Certificate Management overview

The main purpose of Certificate Management (also known as certman) is to provide validation services according to the PKIX Certificate and CRL profile for public keys given the following: a set of one or more End Entity (EE) and intermediate Certification Authority (CA) certificates supplied by an EE, and a local store of CA certificates which are directly trusted by the user ('root' certificates).

Services provided by certman include:

• Storage and retrieval of certificates

• Assignment of trust status to a certificate on an application by application basis

• Certificate chain construction and validation

• Verification of trust of a certificate.

A subsidiary role of certificate management is to enable users to add and delete root certificates, and edit their trust settings.

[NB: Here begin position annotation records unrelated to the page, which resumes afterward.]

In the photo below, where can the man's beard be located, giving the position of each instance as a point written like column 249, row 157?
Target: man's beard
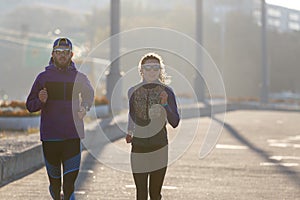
column 63, row 64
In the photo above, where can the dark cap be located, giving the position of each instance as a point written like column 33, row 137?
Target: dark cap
column 62, row 42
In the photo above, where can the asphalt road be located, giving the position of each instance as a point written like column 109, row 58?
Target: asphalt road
column 256, row 157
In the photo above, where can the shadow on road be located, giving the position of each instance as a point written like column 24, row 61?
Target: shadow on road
column 291, row 174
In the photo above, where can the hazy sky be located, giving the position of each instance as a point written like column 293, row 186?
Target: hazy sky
column 292, row 4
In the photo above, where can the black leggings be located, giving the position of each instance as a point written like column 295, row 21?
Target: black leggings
column 148, row 163
column 68, row 154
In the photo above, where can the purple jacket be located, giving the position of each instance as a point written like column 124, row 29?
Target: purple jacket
column 67, row 89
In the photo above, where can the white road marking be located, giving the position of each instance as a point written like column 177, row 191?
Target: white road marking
column 79, row 192
column 87, row 171
column 279, row 158
column 228, row 146
column 164, row 187
column 279, row 164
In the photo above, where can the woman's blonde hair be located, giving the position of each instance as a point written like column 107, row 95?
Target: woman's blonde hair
column 163, row 75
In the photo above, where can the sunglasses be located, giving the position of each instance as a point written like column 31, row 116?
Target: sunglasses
column 149, row 67
column 62, row 51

Certman is composed of a hierarchy of sub-components. Each one is implemented as a DLL and in most cases exposes a public API. The following figure shows the relationship between the different sub-components/APIs.

As shown, certman functionality is divided into several DLLs, this enables client code to use a particular area of functionality without having to use the rest. For example, a client may want to use X.500 DNs without the X.509 certificate functionality (e.g., for general LDAP queries).

Further, these DLLs may be catergorised into one of two groups (group membership is determined by the type of certificate features offered):

• Common certificate features

  Features that should be common across many types of certificates

  For example: certstore.dll and crypto.dll, as they are usable for any certificate format

• Specific certificate features

  Features that are specific to a particular certificate format

  For example: x500.dll, x509.dll, and pkixcert.dll, as they are specific to the X.509 specification (although x500.dll may be used without the other two).